Louisa and James had fourteen children, and she was known for her skills as a matchmaker for her children, with her choices based primarily on rank. Among her issue were seven daughters, all of whom were ordered to marry into the peerage and no one beneath the rank of an earl.
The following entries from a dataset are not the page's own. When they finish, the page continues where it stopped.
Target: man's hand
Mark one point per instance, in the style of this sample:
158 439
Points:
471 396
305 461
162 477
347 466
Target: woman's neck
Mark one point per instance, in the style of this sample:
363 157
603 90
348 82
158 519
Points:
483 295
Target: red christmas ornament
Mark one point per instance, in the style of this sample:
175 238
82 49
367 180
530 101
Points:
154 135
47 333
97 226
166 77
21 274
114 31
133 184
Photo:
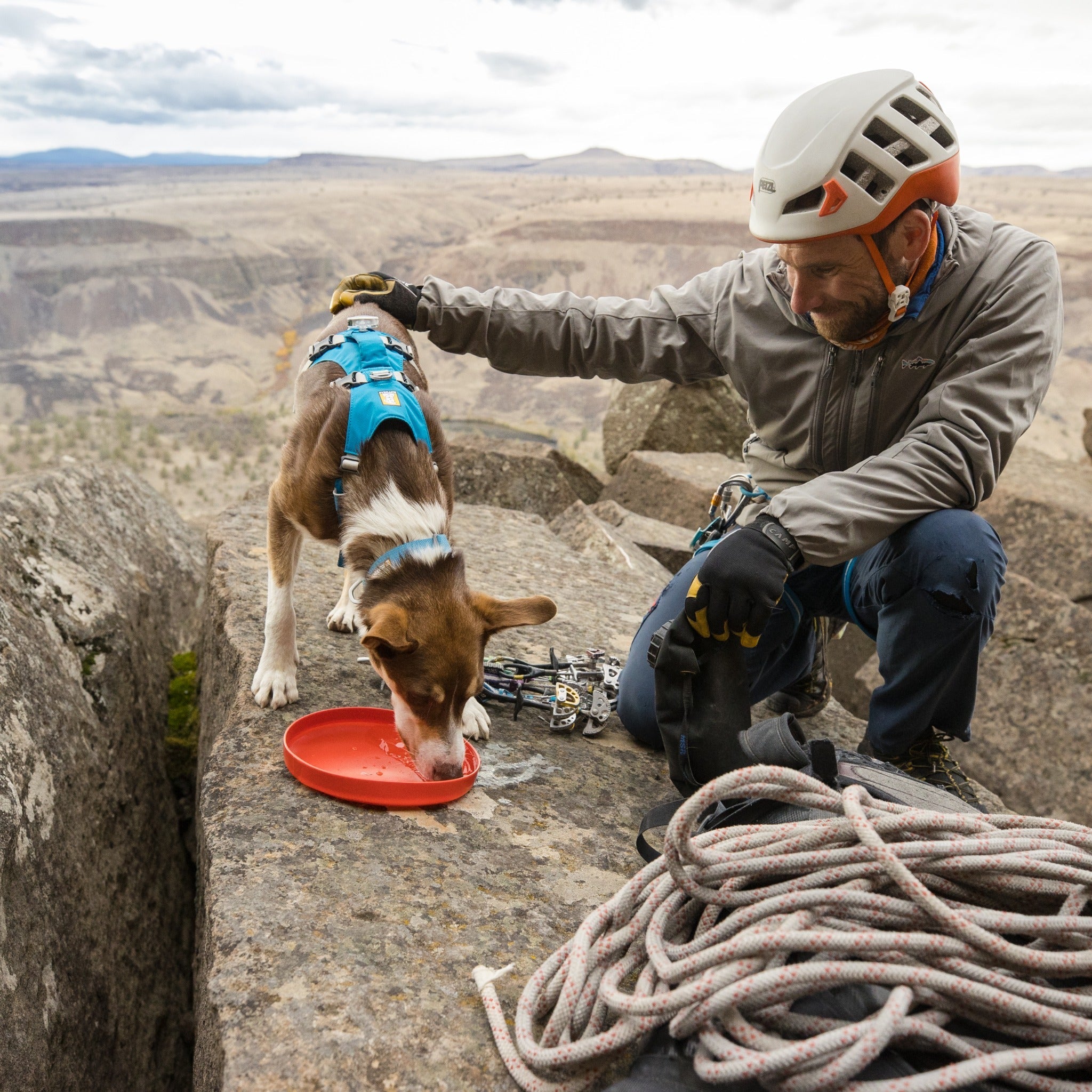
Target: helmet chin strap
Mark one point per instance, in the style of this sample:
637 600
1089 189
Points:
898 294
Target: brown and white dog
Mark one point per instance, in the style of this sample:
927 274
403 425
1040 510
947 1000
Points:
424 628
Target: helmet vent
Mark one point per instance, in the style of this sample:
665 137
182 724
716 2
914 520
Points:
810 200
923 119
869 177
896 146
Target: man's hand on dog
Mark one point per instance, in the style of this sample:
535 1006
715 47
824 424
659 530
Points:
395 296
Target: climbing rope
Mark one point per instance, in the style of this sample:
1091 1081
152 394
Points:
958 916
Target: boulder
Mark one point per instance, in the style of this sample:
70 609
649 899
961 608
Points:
589 536
99 583
667 542
1032 731
1042 509
663 416
335 942
671 487
520 474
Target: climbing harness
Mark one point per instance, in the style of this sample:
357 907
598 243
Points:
380 391
722 513
969 928
573 689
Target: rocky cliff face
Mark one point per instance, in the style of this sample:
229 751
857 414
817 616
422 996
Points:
99 584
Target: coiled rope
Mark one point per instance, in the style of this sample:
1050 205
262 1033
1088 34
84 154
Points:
937 908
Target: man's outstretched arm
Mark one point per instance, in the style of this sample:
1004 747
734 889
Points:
667 336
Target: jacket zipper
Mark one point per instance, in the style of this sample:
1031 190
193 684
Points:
846 419
874 407
820 412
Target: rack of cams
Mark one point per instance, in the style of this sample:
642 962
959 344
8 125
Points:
573 689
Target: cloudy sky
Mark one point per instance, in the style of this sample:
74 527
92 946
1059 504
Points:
443 78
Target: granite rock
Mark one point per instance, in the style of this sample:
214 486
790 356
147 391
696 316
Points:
667 542
671 487
662 416
335 942
1032 727
1042 509
592 537
519 474
99 584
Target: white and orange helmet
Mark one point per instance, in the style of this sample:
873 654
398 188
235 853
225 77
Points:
850 156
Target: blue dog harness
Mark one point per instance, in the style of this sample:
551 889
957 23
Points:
379 392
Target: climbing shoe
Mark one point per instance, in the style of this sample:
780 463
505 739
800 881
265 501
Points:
929 760
809 695
665 1066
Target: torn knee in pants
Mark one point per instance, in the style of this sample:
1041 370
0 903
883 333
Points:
953 601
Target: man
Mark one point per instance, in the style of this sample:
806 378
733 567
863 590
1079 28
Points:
892 347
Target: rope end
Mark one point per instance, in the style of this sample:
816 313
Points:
484 975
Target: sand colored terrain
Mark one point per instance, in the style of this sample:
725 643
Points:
157 316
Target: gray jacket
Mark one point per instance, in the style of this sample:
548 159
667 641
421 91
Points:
851 445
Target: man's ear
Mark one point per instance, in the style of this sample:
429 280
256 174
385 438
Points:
505 614
387 630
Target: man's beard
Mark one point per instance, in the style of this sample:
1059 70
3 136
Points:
852 322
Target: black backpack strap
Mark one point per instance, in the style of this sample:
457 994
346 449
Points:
660 816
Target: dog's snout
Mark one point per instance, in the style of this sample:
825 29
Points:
447 771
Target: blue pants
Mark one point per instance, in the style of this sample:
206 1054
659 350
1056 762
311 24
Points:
927 596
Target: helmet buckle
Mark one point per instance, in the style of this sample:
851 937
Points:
898 302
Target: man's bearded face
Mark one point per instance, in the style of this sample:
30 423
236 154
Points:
837 284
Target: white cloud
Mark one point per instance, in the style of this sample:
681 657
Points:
518 68
655 78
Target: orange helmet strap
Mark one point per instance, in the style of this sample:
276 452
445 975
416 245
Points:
898 294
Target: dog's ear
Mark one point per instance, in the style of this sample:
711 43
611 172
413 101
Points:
505 614
387 630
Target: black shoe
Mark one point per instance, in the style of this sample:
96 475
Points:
809 695
663 1066
929 760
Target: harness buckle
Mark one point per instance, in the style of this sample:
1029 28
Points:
320 347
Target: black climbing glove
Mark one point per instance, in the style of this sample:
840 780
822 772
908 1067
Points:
396 298
742 581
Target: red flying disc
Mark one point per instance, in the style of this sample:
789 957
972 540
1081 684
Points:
356 754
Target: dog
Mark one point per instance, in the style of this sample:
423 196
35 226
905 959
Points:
424 628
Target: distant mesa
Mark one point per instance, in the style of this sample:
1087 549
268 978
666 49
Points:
85 232
597 162
593 162
102 157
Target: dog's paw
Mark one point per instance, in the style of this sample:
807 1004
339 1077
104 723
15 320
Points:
275 687
343 619
475 721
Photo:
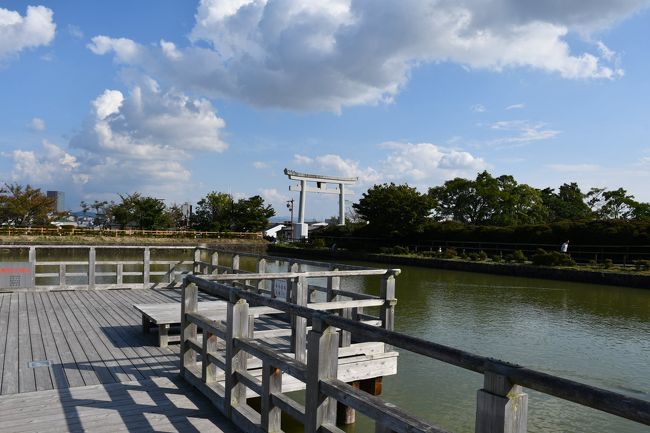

Their children were:
- Lady Harriett Georgiana Louisa Hamilton (6 July 1834 – 23 April 1913), married 10 April 1855 Thomas Anson, 2nd Earl of Lichfield, and had issue
- Lady Beatrix Frances Hamilton (21 July 1835 – 21 January 1871), married in London 23 May 1854 George Lambton, 2nd Earl of Durham, and had issue
- Lady Louisa Jane Hamilton (26 August 1836 – 16 March 1912), married in London 22 November 1859 William Montagu Douglas Scott, 6th Duke of Buccleuch, and had issue
- James Hamilton, 2nd Duke of Abercorn (24 August 1838 – 3 January 1913), married Lady Mary Anna Curzon-Howe, daughter of Richard Curzon-Howe, 1st Earl Howe, and his second wife, Anne Gore, and had issue
- Lady Katherine Elizabeth Hamilton (9 January 1840 – 3 September 1874), married 26 October 1858 William Edgcumbe, 4th Earl of Mount Edgcumbe, and had issue
- Lady Georgiana Susan Hamilton (7 July 1841 – 23 March 1913), married in London 16 March 1882 Edward Turnour, 5th Earl Winterton, and had issue
- Lord Claud John Hamilton (20 February 1843 – 26 January 1925), an aide-de-camp to Queen Victoria from 1887 to 1897. He married Carolina Chandos-Pole, and had issue
- Lord George Francis Hamilton (17 December 1845 – 22 September 1927), married Lady Maud Lascelles, and had issue
- Lady Albertha Frances Anne Hamilton (29 July 1847 – 7 January 1932), married at the Palace of Westminster, London, 8 November 1869 George Spencer-Churchill, 8th Duke of Marlborough, and had issue, divorced 20 November 1883
- Lord Ronald Douglas Hamilton (17 March 1849 – 6 November 1867)
- Lady Maud Evelyn Hamilton (17 December 1850 – 21 October 1932), married at Westminster Abbey, London, 8 November 1869 Henry Petty-Fitzmaurice, 5th Marquess of Lansdowne, and had issue
- Lord Cosmo Hamilton (16 April 1853 – 16 April 1853)
- Lord Frederick Spencer Hamilton (13 October 1856 – 11 August 1928), never married
- Lord Ernest William Hamilton (5 September 1858 – 14 December 1939), married Pamela Campbell, and had issue

In 1881, Louisa was invested as a Lady of the Royal Order of Victoria and Albert (3rd class).

She was still living at the time of the birth of her great-great-grandson, the future Prime Minister Alec Douglas-Home, on 2 July 1903. Her other great-great-grandchildren that she lived to see were Lady Patricia Herbert, Mildred Egerton, daughter of Lady Bertha Anson, Louisa's great-granddaughter through her grandson Thomas Anson, 3rd Earl of Lichfield and Guendolen Wilkinson, daughter of Lady Beatrix Herbert, Louisa's great-granddaughter through her granddaughter Lady Beatrix Lambton.

==Death==
The Duchess of Abercorn died at Coates Castle, Coates, West Sussex, England on 31 March 1905, aged 92. She survived her husband by almost twenty years.

She was interred on 5 April 1905, in Chenies, Buckinghamshire; she left an estate worth over £24,000.